The echo of the books swallowed up her words, and the big silence returned. I grabbed her chin and pushed it up, making her look at me, then slapped my hands hard against the wall. "So am I, so am I."
"Paul, come on, please don't do that." She started to bend over to pick up her books. "Look, I know you're upset. Don't hurt yourself."
"But I am hurting. You are hurting me, Vickie." I starting kicking her books down the hall: world history, math, science, Latin, and the rest went sailing one by one across the cold floor, stopping with a thud against the concrete wall.
"Paul, this is too much." She started to walk away, turning her back to me.
"Too bad for you," I mumbled. I grabbed her hands and pulled her back toward me. "Look, Vickie, we're holding hands, just like you were my girlfriend. Don't you think that's funny?"
"Let go, let go!" I let go of her hands but pushed her hard against the wall.
"I guess it isn't that funny, but how about this?" I said as I raised my right hand above my head, forming a fist. Then with all the force in my body I brought it down hard against the wall, missing Vickie's face by inches.

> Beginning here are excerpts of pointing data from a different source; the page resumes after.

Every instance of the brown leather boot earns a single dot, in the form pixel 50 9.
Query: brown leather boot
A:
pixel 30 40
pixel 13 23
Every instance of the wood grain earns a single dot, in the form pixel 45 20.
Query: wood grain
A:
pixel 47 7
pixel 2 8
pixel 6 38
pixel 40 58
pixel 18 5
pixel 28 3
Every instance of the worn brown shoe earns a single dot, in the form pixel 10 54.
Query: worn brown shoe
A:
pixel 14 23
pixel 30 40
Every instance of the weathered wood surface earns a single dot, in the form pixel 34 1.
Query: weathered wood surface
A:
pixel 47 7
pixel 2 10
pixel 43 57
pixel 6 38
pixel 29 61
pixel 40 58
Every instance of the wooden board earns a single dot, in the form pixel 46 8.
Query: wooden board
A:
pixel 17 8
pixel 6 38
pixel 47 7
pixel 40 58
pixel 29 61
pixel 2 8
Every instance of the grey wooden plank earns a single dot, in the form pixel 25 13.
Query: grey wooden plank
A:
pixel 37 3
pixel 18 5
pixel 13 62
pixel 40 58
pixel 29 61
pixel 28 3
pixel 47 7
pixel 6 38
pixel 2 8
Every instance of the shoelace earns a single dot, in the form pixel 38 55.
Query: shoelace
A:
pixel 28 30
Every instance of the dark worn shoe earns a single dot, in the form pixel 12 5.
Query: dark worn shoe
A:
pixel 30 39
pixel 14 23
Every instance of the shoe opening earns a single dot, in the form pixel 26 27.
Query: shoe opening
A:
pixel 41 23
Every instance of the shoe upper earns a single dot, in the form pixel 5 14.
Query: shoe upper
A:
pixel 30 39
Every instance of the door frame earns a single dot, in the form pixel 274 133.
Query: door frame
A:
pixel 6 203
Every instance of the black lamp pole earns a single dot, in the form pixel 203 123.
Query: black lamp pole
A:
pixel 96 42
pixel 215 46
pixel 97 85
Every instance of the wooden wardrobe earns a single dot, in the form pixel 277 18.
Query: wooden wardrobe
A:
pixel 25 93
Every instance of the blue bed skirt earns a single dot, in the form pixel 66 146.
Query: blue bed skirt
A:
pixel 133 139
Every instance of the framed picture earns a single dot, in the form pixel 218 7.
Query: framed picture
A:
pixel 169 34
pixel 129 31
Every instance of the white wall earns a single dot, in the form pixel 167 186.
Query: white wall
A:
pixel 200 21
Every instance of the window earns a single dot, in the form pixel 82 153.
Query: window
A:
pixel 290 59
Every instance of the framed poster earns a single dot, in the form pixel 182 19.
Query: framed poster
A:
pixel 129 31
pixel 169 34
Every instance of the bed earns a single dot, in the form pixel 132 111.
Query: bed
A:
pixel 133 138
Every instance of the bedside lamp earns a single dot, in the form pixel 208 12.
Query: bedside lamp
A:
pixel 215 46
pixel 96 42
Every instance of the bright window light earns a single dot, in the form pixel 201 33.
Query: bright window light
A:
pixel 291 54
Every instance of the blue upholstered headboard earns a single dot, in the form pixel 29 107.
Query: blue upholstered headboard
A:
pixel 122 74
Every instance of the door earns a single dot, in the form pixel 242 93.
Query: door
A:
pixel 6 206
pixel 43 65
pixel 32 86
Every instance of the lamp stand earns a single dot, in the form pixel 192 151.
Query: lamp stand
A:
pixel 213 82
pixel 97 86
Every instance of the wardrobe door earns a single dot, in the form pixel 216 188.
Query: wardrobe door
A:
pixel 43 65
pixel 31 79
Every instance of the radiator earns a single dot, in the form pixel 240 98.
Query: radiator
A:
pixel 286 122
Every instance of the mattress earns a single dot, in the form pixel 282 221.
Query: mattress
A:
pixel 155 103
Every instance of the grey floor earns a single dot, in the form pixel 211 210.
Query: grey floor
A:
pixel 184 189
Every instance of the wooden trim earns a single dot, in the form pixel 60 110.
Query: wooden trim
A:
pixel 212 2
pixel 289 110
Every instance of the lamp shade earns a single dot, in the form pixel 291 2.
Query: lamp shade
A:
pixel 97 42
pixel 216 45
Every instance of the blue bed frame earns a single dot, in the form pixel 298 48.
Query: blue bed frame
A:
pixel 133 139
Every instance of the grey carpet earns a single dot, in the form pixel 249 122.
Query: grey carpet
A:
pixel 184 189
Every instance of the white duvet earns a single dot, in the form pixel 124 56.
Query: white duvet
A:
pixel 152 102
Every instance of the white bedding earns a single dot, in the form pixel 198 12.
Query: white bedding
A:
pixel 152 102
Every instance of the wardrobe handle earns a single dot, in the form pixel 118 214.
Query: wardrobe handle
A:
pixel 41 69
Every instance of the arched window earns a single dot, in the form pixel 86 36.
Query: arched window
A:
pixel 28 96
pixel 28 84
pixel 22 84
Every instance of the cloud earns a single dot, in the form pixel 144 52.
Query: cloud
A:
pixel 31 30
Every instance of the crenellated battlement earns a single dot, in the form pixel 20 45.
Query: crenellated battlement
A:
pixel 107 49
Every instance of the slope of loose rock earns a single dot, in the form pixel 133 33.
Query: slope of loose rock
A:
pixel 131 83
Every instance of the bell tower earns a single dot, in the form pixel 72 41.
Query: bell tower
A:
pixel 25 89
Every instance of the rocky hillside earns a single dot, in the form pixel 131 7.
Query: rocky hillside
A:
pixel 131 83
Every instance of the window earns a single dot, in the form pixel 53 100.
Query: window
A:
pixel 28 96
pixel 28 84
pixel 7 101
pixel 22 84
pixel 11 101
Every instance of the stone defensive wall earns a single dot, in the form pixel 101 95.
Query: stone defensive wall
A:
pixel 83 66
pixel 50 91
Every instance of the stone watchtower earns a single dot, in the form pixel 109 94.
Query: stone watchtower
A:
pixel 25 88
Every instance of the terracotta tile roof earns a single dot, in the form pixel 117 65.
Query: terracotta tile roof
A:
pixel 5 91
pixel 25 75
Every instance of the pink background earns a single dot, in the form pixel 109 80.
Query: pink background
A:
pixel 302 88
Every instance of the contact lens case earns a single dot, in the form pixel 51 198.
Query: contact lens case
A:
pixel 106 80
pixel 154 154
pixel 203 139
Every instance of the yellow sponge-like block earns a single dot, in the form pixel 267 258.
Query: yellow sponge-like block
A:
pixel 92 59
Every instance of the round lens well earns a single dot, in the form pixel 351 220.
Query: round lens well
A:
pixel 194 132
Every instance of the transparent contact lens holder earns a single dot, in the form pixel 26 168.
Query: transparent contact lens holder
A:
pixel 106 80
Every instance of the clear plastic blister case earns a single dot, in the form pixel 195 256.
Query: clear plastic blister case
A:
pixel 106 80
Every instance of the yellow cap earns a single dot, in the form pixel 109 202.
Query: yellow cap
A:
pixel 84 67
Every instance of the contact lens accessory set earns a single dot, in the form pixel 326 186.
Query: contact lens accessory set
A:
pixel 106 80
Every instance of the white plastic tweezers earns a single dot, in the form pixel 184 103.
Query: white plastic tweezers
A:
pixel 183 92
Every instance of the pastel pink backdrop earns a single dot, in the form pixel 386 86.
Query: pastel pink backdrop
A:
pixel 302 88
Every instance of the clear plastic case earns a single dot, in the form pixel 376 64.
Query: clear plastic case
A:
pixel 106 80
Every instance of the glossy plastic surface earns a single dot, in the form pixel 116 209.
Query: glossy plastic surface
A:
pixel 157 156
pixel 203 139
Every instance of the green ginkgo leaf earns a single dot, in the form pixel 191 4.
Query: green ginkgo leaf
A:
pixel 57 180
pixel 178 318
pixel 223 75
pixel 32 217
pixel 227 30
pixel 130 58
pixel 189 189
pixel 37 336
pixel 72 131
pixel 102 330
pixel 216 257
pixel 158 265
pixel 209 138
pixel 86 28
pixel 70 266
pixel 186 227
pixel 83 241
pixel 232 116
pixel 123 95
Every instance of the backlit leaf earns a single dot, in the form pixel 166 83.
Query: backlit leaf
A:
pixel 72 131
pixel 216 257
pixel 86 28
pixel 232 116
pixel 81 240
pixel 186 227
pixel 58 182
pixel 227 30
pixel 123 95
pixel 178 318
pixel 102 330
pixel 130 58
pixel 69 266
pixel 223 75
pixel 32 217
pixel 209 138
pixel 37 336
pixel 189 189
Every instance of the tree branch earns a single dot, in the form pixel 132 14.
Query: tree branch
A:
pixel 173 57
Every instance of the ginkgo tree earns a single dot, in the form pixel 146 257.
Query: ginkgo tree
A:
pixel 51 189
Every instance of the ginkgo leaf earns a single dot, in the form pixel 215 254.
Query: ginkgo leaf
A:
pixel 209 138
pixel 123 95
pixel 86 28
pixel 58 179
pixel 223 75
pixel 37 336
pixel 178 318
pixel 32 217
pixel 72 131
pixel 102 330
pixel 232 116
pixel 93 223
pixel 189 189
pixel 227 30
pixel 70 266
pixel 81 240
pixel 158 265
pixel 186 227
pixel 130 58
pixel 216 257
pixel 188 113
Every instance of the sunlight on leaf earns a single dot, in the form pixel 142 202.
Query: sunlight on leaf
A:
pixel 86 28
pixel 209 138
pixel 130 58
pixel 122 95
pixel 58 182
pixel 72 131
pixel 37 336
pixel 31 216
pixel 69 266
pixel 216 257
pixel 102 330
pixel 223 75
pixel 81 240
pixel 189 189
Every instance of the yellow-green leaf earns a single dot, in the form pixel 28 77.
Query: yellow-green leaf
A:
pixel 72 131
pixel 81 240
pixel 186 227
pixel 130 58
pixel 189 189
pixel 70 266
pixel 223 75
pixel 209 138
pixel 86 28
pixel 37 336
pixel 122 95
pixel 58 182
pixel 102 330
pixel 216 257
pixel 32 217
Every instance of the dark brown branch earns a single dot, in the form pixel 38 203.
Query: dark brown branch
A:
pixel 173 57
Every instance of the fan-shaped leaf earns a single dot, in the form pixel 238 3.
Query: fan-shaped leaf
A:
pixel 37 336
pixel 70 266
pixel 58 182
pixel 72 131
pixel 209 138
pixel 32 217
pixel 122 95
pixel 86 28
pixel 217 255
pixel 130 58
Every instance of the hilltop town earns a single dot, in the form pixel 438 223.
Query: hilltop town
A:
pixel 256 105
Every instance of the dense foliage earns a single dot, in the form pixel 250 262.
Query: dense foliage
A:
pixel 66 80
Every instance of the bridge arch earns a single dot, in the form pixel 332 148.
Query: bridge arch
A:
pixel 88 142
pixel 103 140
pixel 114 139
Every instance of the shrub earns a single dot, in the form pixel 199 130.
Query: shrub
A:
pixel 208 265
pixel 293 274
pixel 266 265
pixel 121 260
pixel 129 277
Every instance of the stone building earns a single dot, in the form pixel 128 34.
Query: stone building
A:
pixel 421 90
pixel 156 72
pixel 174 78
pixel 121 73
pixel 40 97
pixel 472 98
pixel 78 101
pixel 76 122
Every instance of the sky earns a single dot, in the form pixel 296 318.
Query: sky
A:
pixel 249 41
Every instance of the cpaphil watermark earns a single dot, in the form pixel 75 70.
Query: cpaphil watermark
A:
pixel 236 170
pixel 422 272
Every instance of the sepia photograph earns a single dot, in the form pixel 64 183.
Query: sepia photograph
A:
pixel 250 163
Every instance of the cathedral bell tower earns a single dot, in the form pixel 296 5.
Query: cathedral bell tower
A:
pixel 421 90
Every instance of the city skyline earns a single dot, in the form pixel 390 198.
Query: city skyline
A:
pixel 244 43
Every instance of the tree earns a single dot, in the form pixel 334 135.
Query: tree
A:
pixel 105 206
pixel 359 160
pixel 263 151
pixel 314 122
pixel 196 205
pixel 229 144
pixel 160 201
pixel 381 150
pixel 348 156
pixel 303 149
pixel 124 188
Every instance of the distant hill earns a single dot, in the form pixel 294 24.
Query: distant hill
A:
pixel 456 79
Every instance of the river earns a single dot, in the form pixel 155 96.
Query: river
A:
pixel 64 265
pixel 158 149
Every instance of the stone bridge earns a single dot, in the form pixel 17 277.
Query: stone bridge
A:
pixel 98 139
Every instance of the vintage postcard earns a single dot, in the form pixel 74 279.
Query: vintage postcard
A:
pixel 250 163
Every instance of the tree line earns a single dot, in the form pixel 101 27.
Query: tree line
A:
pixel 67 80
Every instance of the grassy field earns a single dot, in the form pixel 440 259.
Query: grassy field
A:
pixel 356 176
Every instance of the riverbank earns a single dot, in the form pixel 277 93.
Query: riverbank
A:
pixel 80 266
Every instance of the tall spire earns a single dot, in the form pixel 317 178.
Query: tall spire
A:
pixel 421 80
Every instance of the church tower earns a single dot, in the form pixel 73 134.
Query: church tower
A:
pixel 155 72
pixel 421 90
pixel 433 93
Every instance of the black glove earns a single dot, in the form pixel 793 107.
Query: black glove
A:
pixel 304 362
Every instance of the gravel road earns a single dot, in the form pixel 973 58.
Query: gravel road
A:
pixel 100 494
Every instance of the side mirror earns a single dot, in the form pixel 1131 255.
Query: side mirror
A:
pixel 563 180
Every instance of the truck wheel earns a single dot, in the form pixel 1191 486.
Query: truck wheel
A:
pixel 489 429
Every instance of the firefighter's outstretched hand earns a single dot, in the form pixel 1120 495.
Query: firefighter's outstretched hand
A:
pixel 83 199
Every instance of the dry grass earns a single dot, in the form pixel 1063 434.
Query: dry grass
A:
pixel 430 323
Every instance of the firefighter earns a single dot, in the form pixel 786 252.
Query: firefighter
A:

The red started running down my hand as Vickie ran down the hall.
I stood there for just a minute, the sound of her footsteps pushing the air out of my lungs into the emptiness of the hallway. I broke the silence and probably a couple of fingers as I began to swing at the wall until I couldn't stand the pain anymore. I kicked open the door at the end of the hall and ran toward the Firebird.
I jumped in the car, rolled down the windows, pushed the gas, squealed the tires, and threw in my Born To Run CD. I got it programmed to the title song (. . . tramps like usy baby we were born to run), and by the time I hit the interstate, I was ready to run away forever.
But then Dad, I looked in front of me and saw nothing but road. I looked in the rearview mirror and thought about the vacant stores and closed factories of my hometown, and then I drove a little faster. When I passed the city limits sign, it was like the wind got knocked out of me. I had everything to run from, but nothing and no one to run to, except maybe that Johanna girl. But first, I drove here for some quality father and son time. I drove here because I knew you would understand. I had nothing and no one to run to, except to you, Dad, a man who knew everything about running away.